El sábado, mientras los estadounidenses celebraban la efeméride, cientos de personas con el rostro cubierto, algunas con banderas confederadas y otras con emblemas del movimiento supremacista Patriot Front, marcharon por zonas de la capital gritando “¡Recuperemos Estados Unidos!”.
“Desde luego, lo que ellos defienden es algo con lo que yo jamás podría estar de acuerdo. Pero uno de los principios fundamentales de Estados Unidos, que hace que la democracia sea desordenada, es la libertad de expresión”, declaró el domingo el secretario del Interior, Doug Burgum, a la cadena CNN.
Al ser consultado si condenaría al grupo y lo que representa, y si instaría al presidente Trump a hacer lo mismo, Burgum midió sus palabras. “Hay muchas cosas que veo que personalmente podría considerar ofensivas y reprobables. Pero en Estados Unidos, la libertad de expresión está permitida”, añadió.
Los supremacistas
Vestidos con pantalones y gorras color caqui y camisas azul oscuro, los enmascarados abarrotaron el sábado el sistema de metro de la ciudad, se congregaron frente a la estación de tren Union Station y marcharon luego hacia la zona del Congreso. Según los informes, iban dirigidos por el fundador del grupo neofascista Patriot Front, Thomas Rousseau.

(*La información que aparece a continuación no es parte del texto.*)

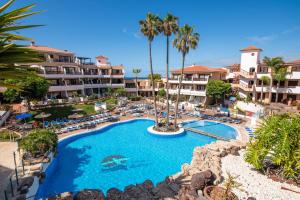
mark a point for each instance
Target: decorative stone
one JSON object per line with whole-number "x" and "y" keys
{"x": 114, "y": 194}
{"x": 89, "y": 195}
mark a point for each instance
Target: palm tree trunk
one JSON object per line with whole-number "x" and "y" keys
{"x": 137, "y": 87}
{"x": 167, "y": 82}
{"x": 276, "y": 100}
{"x": 261, "y": 92}
{"x": 152, "y": 82}
{"x": 179, "y": 88}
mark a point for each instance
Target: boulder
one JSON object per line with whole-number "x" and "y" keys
{"x": 186, "y": 193}
{"x": 114, "y": 194}
{"x": 89, "y": 195}
{"x": 200, "y": 180}
{"x": 135, "y": 192}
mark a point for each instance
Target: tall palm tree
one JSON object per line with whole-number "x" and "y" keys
{"x": 136, "y": 72}
{"x": 278, "y": 72}
{"x": 10, "y": 52}
{"x": 150, "y": 28}
{"x": 265, "y": 80}
{"x": 169, "y": 26}
{"x": 185, "y": 40}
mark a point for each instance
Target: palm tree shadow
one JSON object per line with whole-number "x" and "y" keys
{"x": 63, "y": 171}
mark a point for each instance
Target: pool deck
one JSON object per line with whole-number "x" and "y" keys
{"x": 242, "y": 134}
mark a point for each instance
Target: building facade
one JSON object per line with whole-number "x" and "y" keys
{"x": 194, "y": 81}
{"x": 70, "y": 75}
{"x": 252, "y": 69}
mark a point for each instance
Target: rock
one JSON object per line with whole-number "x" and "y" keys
{"x": 186, "y": 193}
{"x": 114, "y": 194}
{"x": 201, "y": 180}
{"x": 89, "y": 195}
{"x": 164, "y": 190}
{"x": 27, "y": 181}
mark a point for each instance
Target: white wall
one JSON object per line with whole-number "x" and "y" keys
{"x": 249, "y": 60}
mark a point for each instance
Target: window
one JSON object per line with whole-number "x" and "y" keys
{"x": 292, "y": 83}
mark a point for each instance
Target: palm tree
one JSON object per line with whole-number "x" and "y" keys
{"x": 278, "y": 71}
{"x": 11, "y": 53}
{"x": 185, "y": 40}
{"x": 150, "y": 28}
{"x": 265, "y": 80}
{"x": 169, "y": 26}
{"x": 136, "y": 72}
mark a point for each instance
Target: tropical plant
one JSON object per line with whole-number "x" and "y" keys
{"x": 277, "y": 141}
{"x": 10, "y": 52}
{"x": 185, "y": 40}
{"x": 120, "y": 92}
{"x": 136, "y": 72}
{"x": 278, "y": 71}
{"x": 265, "y": 80}
{"x": 31, "y": 88}
{"x": 169, "y": 26}
{"x": 150, "y": 29}
{"x": 39, "y": 141}
{"x": 217, "y": 89}
{"x": 161, "y": 93}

El Departamento de Policía Metropolitana (MPD) de Washington dijo que el grupo marchó brevemente por barrios alrededor del Capitolio y abandonó la ciudad antes de las 11 de la mañana. “El MPD reconoce el derecho de las personas a expresar sus opiniones de forma pacífica y sigue comprometido con mantener la seguridad y la protección pública para los residentes y visitantes” de la ciudad, dijo una portavoz de la policía en un comunicado.
Patriot Front se fundó tras la concentración de 2017 “Unite the Right”, que reunió a nacionalistas blancos de todo el país en Charlottesville, Virginia. Esa manifestación culminó cuando un declarado supremacista blanco embistió con un automóvil a un grupo de contramanifestantes. Una mujer murió y 19 personas resultaron heridas. Trump tardó 48 horas en reaccionar ante la violencia y luego afirmó que había “gente muy buena en ambos lados” de las protestas, lo que provocó amplias críticas.
El discurso presidencial
Durante su discurso por la conmemoración de los 250 años de la independencia de Estados Unidos, Trump afirmó que bajo su presidencia el país estaba “más orgulloso que nunca”. “Durante dos siglos y medio, nuestra república estadounidense ha sido la máxima realización de la historia humana”, señaló ante decenas de miles de personas en el National Mall.
Sobre el escenario, también rindió homenaje a los veteranos de la Segunda Guerra Mundial y de las guerras de Corea y Vietnam. Pero después presentó estas dos últimas como ejemplos de la batalla contra los “comunistas”, retomando el mensaje de su discurso del viernes por la noche en el icónico monumento del monte Rushmore. “Nuestros guerreros no combatieron al comunismo en campos de batalla de todo el mundo para que esa amenaza volviera a sacar su fea cabeza aquí mismo en Estados Unidos. No vamos a dejar que eso ocurra”, remarcó.